Hepper is reader-supported. When you buy via links on our site, we may earn an affiliate commission at no cost to you. Learn more.

My Cat Ate a Fly, What Should I Do? Vet Approved Advice

Gregory Iacono

By Gregory Iacono

close up of a house fly

Vet approved

Dr. Karyn Kanowski Photo

Reviewed & Fact-Checked By

Dr. Karyn Kanowski

BVSc MRCVS (Veterinarian)

The information is current and up-to-date in accordance with the latest veterinarian research.

Learn more »

Cats are natural predators that will catch and eat all sorts of small critters. If your cat just ate a fly and you’re worried, the first thing to do is stay calm. There is no need to panic, and you definitely don’t need to feed them a spider to catch the fly!

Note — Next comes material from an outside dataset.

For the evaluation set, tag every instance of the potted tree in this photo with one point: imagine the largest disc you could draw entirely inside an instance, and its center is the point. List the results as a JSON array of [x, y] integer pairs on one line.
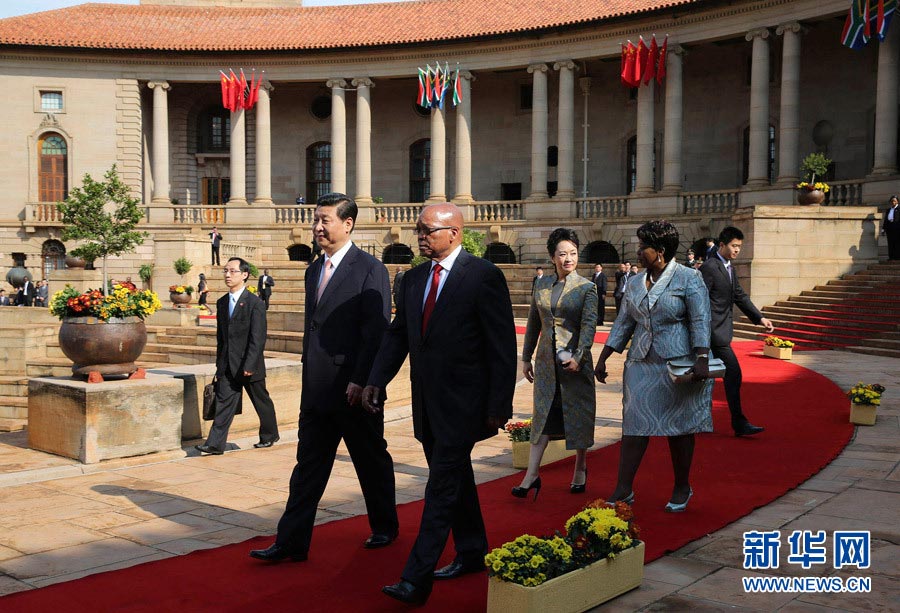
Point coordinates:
[[811, 191], [103, 214], [180, 295]]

If your cat is showing any signs of choking, vomiting, pain, or discomfort, an immediate visit to your veterinarian or emergency pet clinic is necessaryIf, however, they swallowed a fly and

seem to be okay, keep an eye on them for an hour or so. That way, if they have any sort of adverse reaction, you’ll see it and be able to respond accordingly.

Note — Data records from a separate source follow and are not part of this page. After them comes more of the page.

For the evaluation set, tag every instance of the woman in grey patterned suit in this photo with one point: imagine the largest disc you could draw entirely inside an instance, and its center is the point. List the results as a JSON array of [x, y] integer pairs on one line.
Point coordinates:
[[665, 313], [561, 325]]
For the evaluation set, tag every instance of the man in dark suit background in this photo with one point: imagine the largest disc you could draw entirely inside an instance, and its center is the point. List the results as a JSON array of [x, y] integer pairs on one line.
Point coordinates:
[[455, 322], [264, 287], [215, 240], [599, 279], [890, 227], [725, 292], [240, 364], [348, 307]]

When Can Eating Flies Cause Health Issues for a Cat?

Although the risk is relatively low, several health issues can be caused if your cat eats flies frequently. Below are some of the reasons that eating flies can cause health issues for a cat.

  • Flies often come in contact with insecticides and herbicides. They can then transfer these poisonous chemicals to your cat and make them sick.
  • Flies carry parasites that can infect your cat’s stomach, including the protozoaIsospora, which can cause vomiting and diarrhea in cats, particularly kittens or immunocompromised individuals.
house fly on a leaf
Image Credit: VISHNU_KV, Pixabay

When Should You Take Your Cat to the Vet after Eating a Fly?

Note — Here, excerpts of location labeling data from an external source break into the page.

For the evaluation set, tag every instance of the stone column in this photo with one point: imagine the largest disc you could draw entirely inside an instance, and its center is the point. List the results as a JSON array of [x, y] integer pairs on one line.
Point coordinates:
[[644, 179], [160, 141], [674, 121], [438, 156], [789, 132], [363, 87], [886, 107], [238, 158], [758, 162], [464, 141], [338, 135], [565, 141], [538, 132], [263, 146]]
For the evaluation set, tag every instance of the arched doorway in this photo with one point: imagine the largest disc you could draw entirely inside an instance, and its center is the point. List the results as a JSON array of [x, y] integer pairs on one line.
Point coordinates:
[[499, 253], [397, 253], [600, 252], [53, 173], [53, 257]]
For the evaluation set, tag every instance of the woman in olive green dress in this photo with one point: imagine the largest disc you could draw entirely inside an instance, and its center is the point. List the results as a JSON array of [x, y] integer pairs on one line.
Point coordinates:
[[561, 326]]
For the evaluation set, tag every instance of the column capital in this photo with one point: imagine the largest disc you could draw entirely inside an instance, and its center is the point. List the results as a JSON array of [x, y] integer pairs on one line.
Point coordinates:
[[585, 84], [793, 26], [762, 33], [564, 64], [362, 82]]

As we mentioned, if your cat eats a single fly and shows no signs of distress, there’s probably nothing to worry about. However, if your cat shows the following signs, it is essential to take them to your veterinarian.

  • Diarrhea and vomiting that lasts more than 24 hours
  • Salivating much more than usual
  • Trouble breathing
  • Problems with coordination

These signs could be linked to the fly they ate, or may be unrelated. Either way, these signs warrant a visit to the vet, and it is worth mentioning the fly.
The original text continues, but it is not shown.